En este contexto, la donación de la FIFA refleja una visión donde el deporte asume un papel activo frente a desafíos sociales y humanitarios. Más allá de organizar competencias internacionales, la institución reconoce que su alcance puede contribuir a fortalecer procesos de recuperación cuando ocurren desastres naturales.

Este tipo de acciones también responde a una expectativa creciente de la sociedad. Los grupos de interés esperan que organizaciones con alto nivel de exposición pública utilicen sus recursos, liderazgo y capacidad de convocatoria para generar un impacto positivo más allá de su actividad principal.
La Fundación FIFA y el poder del deporte para generar impacto
La Fundación FIFA nació con el propósito de utilizar el fútbol como herramienta para impulsar proyectos sociales, educativos y humanitarios alrededor del mundo. Entre sus principales líneas de acción se encuentran la protección infantil, el acceso al deporte, el desarrollo comunitario y la respuesta ante emergencias.

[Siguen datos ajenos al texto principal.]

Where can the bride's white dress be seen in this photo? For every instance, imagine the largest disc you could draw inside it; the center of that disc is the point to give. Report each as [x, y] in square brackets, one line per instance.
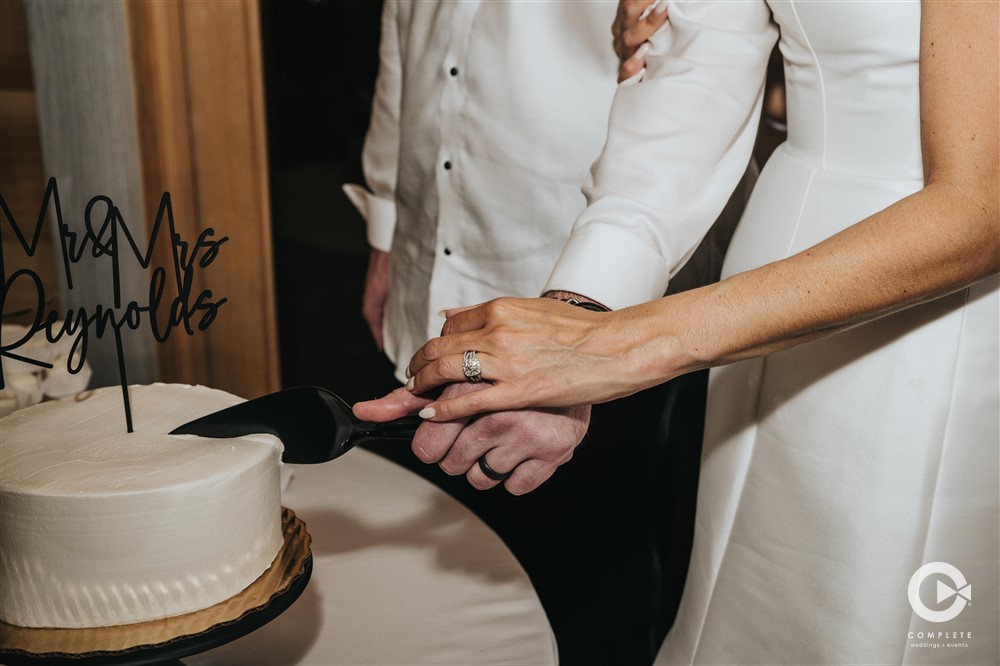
[833, 471]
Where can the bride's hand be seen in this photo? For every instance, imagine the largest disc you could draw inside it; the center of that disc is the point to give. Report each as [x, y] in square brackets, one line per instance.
[535, 352]
[635, 22]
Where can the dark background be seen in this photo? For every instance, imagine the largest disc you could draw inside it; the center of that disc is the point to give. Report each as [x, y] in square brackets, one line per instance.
[320, 62]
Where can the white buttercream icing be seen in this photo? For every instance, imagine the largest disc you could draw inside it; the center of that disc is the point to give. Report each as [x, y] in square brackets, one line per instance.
[101, 527]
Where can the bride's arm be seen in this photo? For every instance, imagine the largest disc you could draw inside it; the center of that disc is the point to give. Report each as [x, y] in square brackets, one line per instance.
[939, 240]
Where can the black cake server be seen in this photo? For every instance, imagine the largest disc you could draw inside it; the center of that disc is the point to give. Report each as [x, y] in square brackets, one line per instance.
[314, 424]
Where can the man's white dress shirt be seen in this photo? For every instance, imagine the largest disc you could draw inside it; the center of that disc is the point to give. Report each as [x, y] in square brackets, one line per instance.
[486, 119]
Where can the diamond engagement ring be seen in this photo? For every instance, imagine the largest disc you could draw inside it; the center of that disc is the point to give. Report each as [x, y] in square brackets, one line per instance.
[471, 367]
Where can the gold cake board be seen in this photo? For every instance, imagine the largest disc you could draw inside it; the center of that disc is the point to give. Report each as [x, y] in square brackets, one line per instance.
[120, 642]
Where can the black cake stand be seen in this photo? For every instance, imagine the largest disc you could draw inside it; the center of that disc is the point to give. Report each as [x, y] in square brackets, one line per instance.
[278, 587]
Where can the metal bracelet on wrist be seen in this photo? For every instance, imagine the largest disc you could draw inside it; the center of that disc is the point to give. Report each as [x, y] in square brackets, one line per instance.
[586, 305]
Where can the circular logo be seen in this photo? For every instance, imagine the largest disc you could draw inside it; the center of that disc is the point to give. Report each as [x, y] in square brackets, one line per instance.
[959, 588]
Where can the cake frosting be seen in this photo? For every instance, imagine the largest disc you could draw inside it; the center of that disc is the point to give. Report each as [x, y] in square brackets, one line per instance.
[100, 527]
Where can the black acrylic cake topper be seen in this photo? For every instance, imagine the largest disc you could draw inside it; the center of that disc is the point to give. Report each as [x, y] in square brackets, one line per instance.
[110, 238]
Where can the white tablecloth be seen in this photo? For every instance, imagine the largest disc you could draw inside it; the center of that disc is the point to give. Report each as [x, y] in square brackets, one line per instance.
[402, 574]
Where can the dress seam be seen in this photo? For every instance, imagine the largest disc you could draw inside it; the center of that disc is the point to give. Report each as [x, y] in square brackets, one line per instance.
[944, 444]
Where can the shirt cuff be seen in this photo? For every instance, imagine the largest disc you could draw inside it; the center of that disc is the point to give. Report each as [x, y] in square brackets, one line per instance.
[379, 214]
[630, 275]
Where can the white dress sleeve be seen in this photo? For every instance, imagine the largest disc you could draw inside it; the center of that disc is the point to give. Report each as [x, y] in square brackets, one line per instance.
[380, 154]
[678, 143]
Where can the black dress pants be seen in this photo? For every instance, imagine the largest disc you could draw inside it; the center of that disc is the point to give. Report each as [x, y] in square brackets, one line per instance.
[606, 540]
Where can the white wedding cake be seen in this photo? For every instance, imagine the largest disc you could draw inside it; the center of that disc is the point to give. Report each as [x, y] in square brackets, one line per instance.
[101, 527]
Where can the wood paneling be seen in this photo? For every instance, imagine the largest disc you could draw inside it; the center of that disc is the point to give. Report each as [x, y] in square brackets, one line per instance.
[197, 67]
[22, 177]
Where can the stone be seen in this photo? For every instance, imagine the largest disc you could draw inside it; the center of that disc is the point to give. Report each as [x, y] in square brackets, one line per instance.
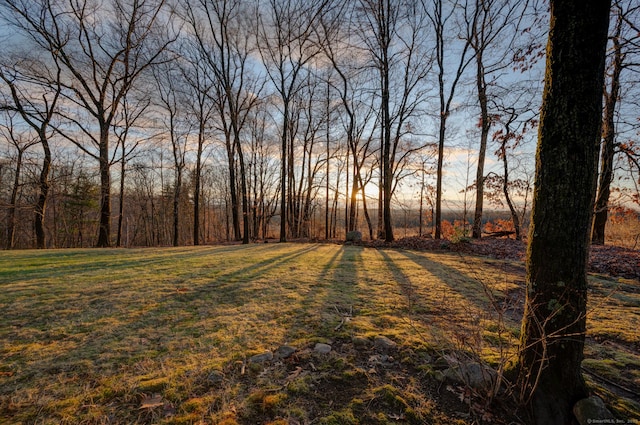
[261, 358]
[360, 342]
[284, 351]
[383, 343]
[322, 348]
[354, 236]
[475, 375]
[592, 410]
[215, 378]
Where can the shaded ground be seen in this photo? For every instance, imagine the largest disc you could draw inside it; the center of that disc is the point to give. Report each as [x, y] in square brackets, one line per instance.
[604, 259]
[166, 336]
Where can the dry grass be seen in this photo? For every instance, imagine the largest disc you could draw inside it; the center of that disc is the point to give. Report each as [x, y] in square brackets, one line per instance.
[163, 335]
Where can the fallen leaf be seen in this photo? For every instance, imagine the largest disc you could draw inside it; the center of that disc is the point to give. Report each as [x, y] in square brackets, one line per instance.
[150, 402]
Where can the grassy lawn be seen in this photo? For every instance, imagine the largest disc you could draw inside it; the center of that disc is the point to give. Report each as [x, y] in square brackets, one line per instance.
[167, 335]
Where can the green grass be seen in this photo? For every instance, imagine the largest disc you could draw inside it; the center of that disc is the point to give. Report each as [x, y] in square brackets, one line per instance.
[163, 335]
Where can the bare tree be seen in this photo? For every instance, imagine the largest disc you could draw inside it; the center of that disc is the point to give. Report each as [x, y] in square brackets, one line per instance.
[35, 92]
[170, 100]
[102, 48]
[490, 25]
[287, 45]
[123, 126]
[199, 95]
[554, 323]
[624, 41]
[441, 17]
[222, 30]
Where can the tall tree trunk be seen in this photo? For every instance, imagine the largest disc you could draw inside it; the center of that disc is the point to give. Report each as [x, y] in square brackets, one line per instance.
[386, 157]
[41, 203]
[283, 173]
[438, 214]
[177, 191]
[104, 232]
[11, 216]
[505, 190]
[233, 192]
[608, 142]
[554, 323]
[123, 167]
[485, 125]
[243, 190]
[197, 184]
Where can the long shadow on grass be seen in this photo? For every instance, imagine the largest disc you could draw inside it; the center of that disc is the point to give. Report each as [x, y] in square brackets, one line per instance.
[334, 295]
[457, 281]
[232, 283]
[42, 264]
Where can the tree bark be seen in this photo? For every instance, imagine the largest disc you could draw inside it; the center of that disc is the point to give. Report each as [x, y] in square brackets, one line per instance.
[104, 230]
[608, 142]
[485, 124]
[41, 203]
[554, 321]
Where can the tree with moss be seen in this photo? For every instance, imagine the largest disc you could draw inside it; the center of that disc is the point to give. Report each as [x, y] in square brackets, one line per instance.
[554, 322]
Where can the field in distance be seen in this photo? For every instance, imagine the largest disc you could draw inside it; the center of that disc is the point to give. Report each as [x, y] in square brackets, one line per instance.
[281, 334]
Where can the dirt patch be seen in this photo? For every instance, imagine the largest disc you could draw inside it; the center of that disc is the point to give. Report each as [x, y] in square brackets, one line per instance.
[604, 259]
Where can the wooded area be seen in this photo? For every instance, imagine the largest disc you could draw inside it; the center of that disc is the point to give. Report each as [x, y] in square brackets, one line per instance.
[178, 122]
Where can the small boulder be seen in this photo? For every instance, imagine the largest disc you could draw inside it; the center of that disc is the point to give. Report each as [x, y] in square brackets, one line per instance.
[354, 236]
[322, 348]
[284, 351]
[261, 358]
[592, 410]
[360, 342]
[475, 375]
[215, 378]
[383, 343]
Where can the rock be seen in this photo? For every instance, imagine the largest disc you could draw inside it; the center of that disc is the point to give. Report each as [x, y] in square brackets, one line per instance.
[354, 236]
[592, 410]
[261, 358]
[383, 343]
[475, 375]
[284, 351]
[322, 348]
[360, 342]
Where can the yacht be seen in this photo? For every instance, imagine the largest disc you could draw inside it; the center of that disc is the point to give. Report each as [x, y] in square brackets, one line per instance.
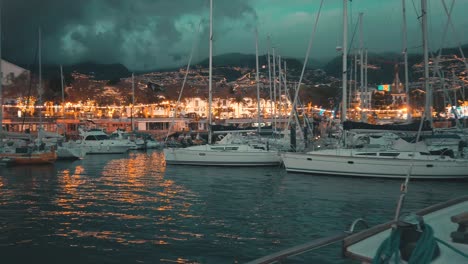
[95, 141]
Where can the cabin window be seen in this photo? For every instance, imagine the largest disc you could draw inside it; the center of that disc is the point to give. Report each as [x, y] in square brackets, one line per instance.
[232, 148]
[389, 154]
[217, 148]
[367, 154]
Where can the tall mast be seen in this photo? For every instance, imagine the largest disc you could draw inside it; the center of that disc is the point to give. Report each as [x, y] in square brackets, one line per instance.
[405, 55]
[279, 86]
[1, 76]
[133, 100]
[426, 62]
[257, 80]
[366, 94]
[344, 107]
[361, 67]
[39, 89]
[63, 92]
[210, 72]
[269, 77]
[274, 88]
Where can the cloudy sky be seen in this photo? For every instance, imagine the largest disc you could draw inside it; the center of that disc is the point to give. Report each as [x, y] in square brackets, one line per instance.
[152, 34]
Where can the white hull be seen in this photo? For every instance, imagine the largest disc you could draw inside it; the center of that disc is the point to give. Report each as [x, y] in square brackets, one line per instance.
[363, 246]
[105, 149]
[70, 153]
[321, 162]
[222, 155]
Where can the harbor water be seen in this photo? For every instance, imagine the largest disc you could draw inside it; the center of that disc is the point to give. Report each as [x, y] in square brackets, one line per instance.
[132, 208]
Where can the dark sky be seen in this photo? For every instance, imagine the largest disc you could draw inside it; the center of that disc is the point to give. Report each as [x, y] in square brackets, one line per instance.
[152, 34]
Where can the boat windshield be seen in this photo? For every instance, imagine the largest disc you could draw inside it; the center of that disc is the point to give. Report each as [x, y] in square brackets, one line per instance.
[97, 137]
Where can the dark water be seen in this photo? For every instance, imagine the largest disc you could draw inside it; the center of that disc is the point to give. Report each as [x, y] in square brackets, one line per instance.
[133, 209]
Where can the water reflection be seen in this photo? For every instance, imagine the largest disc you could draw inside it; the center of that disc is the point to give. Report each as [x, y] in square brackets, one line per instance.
[133, 209]
[121, 200]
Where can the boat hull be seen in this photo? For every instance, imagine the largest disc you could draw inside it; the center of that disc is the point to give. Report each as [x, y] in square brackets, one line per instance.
[30, 158]
[207, 157]
[374, 167]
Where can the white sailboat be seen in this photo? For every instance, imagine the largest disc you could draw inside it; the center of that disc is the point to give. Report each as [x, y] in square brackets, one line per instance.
[95, 141]
[220, 155]
[392, 163]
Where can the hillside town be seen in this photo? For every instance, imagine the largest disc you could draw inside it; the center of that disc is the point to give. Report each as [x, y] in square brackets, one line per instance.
[151, 100]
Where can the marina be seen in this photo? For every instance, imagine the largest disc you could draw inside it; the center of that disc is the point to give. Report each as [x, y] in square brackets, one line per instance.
[129, 155]
[132, 208]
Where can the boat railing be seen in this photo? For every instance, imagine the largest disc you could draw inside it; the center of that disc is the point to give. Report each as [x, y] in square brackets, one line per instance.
[309, 246]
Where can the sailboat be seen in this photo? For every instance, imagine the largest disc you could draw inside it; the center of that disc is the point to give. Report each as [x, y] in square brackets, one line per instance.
[220, 154]
[394, 162]
[16, 152]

Su Fondo Humanitario permite canalizar recursos hacia organizaciones especializadas que ya trabajan sobre el terreno, facilitando que la ayuda llegue con mayor rapidez a las comunidades afectadas. Este modelo también favorece la colaboración con actores locales que conocen las necesidades específicas de cada región.
La experiencia acumulada por la Fundación demuestra que el deporte puede convertirse en un vehículo para promover resiliencia, inclusión y reconstrucción social, especialmente cuando las comunidades atraviesan situaciones de alta vulnerabilidad.
¿Qué deja esta decisión para el futuro de la responsabilidad social?
Las crisis humanitarias seguirán representando uno de los principales desafíos globales durante los próximos años. Frente a este panorama, resulta cada vez más evidente que ningún actor puede responder por sí solo. Gobiernos, organismos internacionales, empresas, organizaciones civiles y entidades deportivas necesitan construir respuestas conjuntas.
La actuación de la FIFA muestra cómo una institución cuya actividad principal gira en torno al entretenimiento también puede asumir un compromiso social tangible. Esta visión fortalece la idea de que la responsabilidad social no depende únicamente del giro de una organización, sino de la manera en que utiliza su capacidad de influencia para generar bienestar colectivo.
La tragedia que vive Venezuela vuelve a poner sobre la mesa la importancia de la cooperación internacional frente a los desastres naturales. Cuando los recursos llegan de forma oportuna y se coordinan con organizaciones locales, aumentan las posibilidades de atender las necesidades inmediatas y acelerar la recuperación de las comunidades afectadas.
En un contexto donde el Mundial 2026 mantiene a la FIFA bajo los reflectores, la decisión de destinar recursos humanitarios recuerda que el impacto del deporte también puede medirse fuera de la cancha. Más allá de los resultados deportivos, iniciativas como esta evidencian que la solidaridad, la responsabilidad social y la capacidad de movilizar apoyo global también forman parte del legado que una organización puede construir.